How to write a job description for a SQL developer
- Project Title
- Project Overview
- XYZ Company is looking for a SQL programmer to create and optimize database queries that run a small e-commerce store cloud application. We need someone to handle queries for the database and return data sets for the frontend.
- Determining what data must be returned to the application and writing queries for it
- Optimizing any existing queries to speed up performance
- Creating and designing tables when new new modules are added to a software product
- Reviewing current database design and making suggestions for better performance
- Creating table indexes that optimize query speeds
- Defining triggers on necessary tables
- Determining the right stored procedures, views, and functions for the application
- Deadline for deliverables: All work must be completed by XYZ date.
- Skills:
- Database administration
- Table design including normalization
- Database backups and recovery is a plus but not necessary
- Understanding the way databases work with cloud applications is also a plus
SQL FAQs
What is SQL?
Structured query language (SQL) is the foundation for back-end database programming and design. It’s the language that allows us to access and manipulate databases, execute queries, retrieve data, edit data, and insert new data—essentially, everything that makes databases interactive, not static. If you want your website or application to be dynamic and interactive, you’ll need a SQL developer to design and program your database.
Why hire a SQL developer?
Some SQL programmers assist the database administrator with standard maintenance, but this is not usually required. However, having experience in database administration and maintenance is a great addition to the standard skillset of a SQL programmer. If your database administrator is on vacation or leaves the company, the SQL programmer can easily fill in.
Common SQL mistakes
SQL (structured query language) is a simple language, but it’s not so simple when you’re working with data sets that contain millions of records. When you work with mid- to large-size tables, writing top-performing SQL statements is a priority. Before you sit down to write your SQL statements for any platform—Oracle, SQL Server, MySQL, or any others—here are the top 10 common SQL programming mistakes to avoid.
1. Forgotten primary keys
Every table requires a primary key for performance. If you don’t have a primary key in any table, your tables don’t follow standard SQL requirements and performance suffers. Primary keys are automatically set as clustered indexes, which speeds up queries. They are always unique, so you can use an auto-incremented numeric value if you have no other column in the table that meets the unique requirement. Primary keys are your first step to relational databases.
They link to foreign keys in relational tables. For instance, if you have a table that has a list of customers, the “CustomerId” column would be unique to every customer. This could be your primary key column. Your CustomerId value would then be placed in the Orders table to link the two tables together. Always use a primary key in every table you create regardless of its size.
2. Poorly managed data redundancy
Data redundancy is good for backups but not for table data. Each table should contain a unique data set that doesn’t repeat data in other table locations. This is one of the more difficult ideas for a new SQL developer to follow. It’s very easy to forget normalization rules and repeat data across multiple tables for conveniences, but it’s not necessary and represents poor table design. For instance, suppose you have a customer table that contains the customer’s address. Since the address relates to the customer, it’s in the proper location. You then create an “Order” table and add the customer’s address in the Order table.

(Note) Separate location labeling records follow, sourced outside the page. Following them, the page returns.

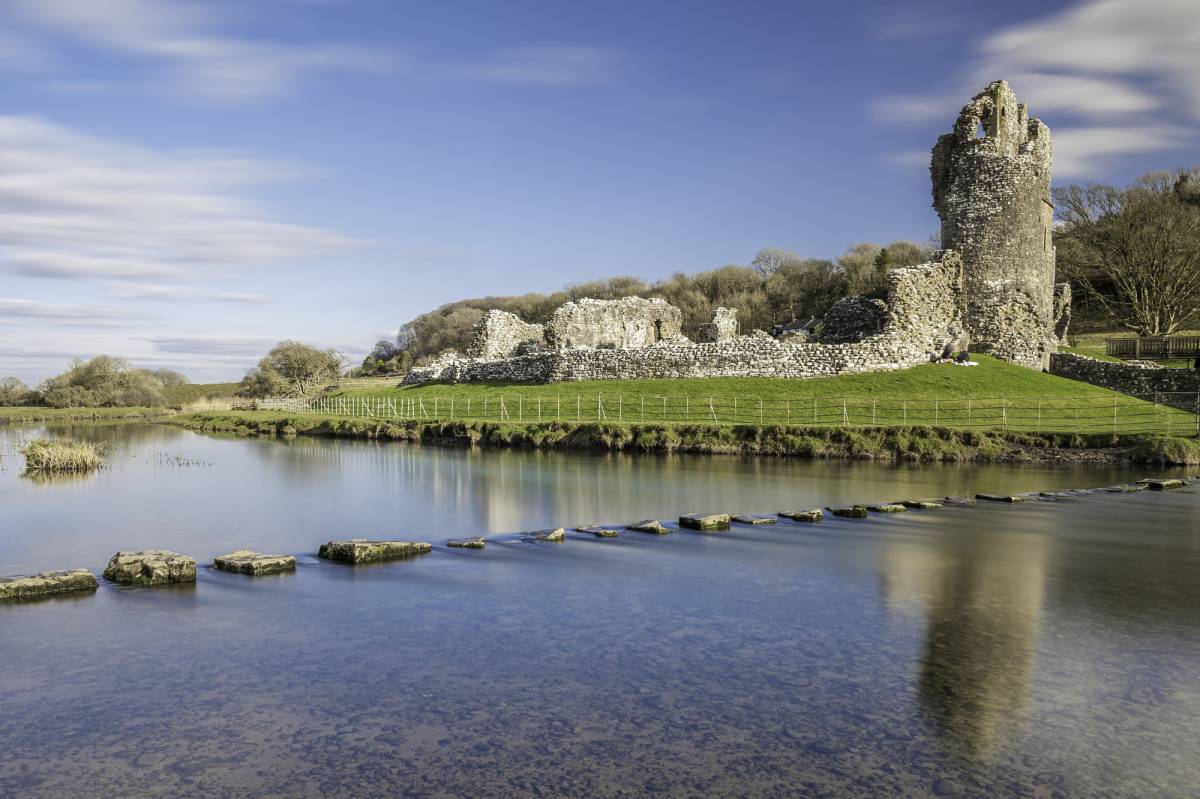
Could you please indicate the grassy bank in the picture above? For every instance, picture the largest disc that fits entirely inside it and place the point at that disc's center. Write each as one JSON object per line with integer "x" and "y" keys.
{"x": 34, "y": 414}
{"x": 874, "y": 443}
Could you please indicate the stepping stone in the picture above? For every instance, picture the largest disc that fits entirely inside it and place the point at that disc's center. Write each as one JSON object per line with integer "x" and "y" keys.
{"x": 244, "y": 562}
{"x": 599, "y": 532}
{"x": 1002, "y": 498}
{"x": 367, "y": 551}
{"x": 46, "y": 583}
{"x": 706, "y": 521}
{"x": 1162, "y": 485}
{"x": 648, "y": 526}
{"x": 745, "y": 518}
{"x": 150, "y": 568}
{"x": 555, "y": 536}
{"x": 814, "y": 515}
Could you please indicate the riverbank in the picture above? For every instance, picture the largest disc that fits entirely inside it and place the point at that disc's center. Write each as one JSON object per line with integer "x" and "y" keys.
{"x": 928, "y": 444}
{"x": 36, "y": 414}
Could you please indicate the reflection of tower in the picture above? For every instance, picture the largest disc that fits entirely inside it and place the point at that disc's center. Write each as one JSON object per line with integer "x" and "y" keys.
{"x": 991, "y": 191}
{"x": 982, "y": 599}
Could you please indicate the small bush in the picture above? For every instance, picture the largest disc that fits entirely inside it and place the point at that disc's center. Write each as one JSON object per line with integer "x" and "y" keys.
{"x": 61, "y": 455}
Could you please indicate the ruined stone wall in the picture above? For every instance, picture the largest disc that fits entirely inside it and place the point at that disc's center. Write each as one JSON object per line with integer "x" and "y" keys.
{"x": 724, "y": 326}
{"x": 922, "y": 318}
{"x": 628, "y": 323}
{"x": 1176, "y": 388}
{"x": 993, "y": 197}
{"x": 499, "y": 334}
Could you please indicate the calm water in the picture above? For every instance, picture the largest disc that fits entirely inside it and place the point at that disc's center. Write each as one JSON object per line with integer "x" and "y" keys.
{"x": 1042, "y": 650}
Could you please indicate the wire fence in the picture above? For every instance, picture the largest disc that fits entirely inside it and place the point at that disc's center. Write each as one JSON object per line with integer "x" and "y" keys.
{"x": 1174, "y": 414}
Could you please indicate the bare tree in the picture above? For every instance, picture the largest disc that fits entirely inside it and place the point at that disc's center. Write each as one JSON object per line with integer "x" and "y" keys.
{"x": 1135, "y": 250}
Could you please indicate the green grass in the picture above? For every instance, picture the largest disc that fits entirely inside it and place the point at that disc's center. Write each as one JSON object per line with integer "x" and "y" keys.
{"x": 30, "y": 414}
{"x": 1092, "y": 344}
{"x": 993, "y": 395}
{"x": 61, "y": 456}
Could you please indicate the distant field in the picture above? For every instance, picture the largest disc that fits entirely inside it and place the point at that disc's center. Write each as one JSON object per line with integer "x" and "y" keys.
{"x": 991, "y": 395}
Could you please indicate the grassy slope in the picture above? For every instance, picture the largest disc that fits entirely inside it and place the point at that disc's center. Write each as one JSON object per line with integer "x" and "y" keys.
{"x": 991, "y": 378}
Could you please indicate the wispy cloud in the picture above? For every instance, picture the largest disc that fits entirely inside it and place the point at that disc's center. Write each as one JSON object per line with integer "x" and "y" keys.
{"x": 1117, "y": 76}
{"x": 76, "y": 206}
{"x": 185, "y": 40}
{"x": 550, "y": 66}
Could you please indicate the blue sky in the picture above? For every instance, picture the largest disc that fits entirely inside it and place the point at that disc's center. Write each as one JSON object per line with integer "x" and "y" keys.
{"x": 184, "y": 182}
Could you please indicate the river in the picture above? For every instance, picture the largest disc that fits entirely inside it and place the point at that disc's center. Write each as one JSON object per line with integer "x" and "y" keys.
{"x": 1043, "y": 649}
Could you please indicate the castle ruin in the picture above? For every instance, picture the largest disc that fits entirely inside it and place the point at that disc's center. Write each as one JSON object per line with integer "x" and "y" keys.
{"x": 990, "y": 287}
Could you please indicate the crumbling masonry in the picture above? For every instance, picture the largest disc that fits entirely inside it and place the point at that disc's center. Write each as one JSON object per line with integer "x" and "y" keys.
{"x": 991, "y": 287}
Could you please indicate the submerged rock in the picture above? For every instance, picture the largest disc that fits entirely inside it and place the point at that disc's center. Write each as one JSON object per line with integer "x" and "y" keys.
{"x": 367, "y": 551}
{"x": 648, "y": 526}
{"x": 747, "y": 518}
{"x": 597, "y": 530}
{"x": 1002, "y": 498}
{"x": 45, "y": 583}
{"x": 244, "y": 562}
{"x": 556, "y": 535}
{"x": 705, "y": 521}
{"x": 150, "y": 568}
{"x": 1155, "y": 484}
{"x": 814, "y": 515}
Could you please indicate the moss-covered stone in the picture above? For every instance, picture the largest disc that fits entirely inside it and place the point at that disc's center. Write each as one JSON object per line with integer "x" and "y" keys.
{"x": 705, "y": 521}
{"x": 648, "y": 526}
{"x": 150, "y": 568}
{"x": 245, "y": 562}
{"x": 814, "y": 515}
{"x": 46, "y": 583}
{"x": 367, "y": 551}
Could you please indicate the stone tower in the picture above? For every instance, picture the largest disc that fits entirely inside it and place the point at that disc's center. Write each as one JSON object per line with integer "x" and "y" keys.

This type of data redundancy is poorly designed. The Customer and Order table can link together using relationships across primary and foreign keys. What happens when you forget to update the customer’s address in the Order table? The result is that you now have two addresses for the customer and you don’t know which one is accurate.
3. Avoid NOT IN or IN and use JOIN instead
NOT IN and IN statements are not well optimized. They are convenient, but usually they can be replaced by a simple JOIN statement.
4. Forgotten NULL vs. empty string values
The NULL vs. empty string debate between database administrators has been ongoing for decades. You can choose to use NULL values when no value is present or you can use actual literal values such as zero-length strings or 0 integer values. What you use in the database should be uniform across all tables or queries can get messy. Remember that NULL values aren’t the same as, for instance, a zero-length string, so your queries must account for these values if there is no standard in your table design.
When you determine what you want to use, make sure your queries account for these values. For instance, if you allow NULLs for a user’s last name, you must query using the NULL filter (either NOT NULL or IS NULL) in your clauses to include or exclude these records.
5. The asterisk character in SELECT statements
Always define the columns you want to return in your queries. This standard is for performance and security reasons. Take the following query, for example. SELECT * FROM Customer The query returns all customer values including any sensitive data you might keep in the table. What if you keep the customer’s password or social security number in the table?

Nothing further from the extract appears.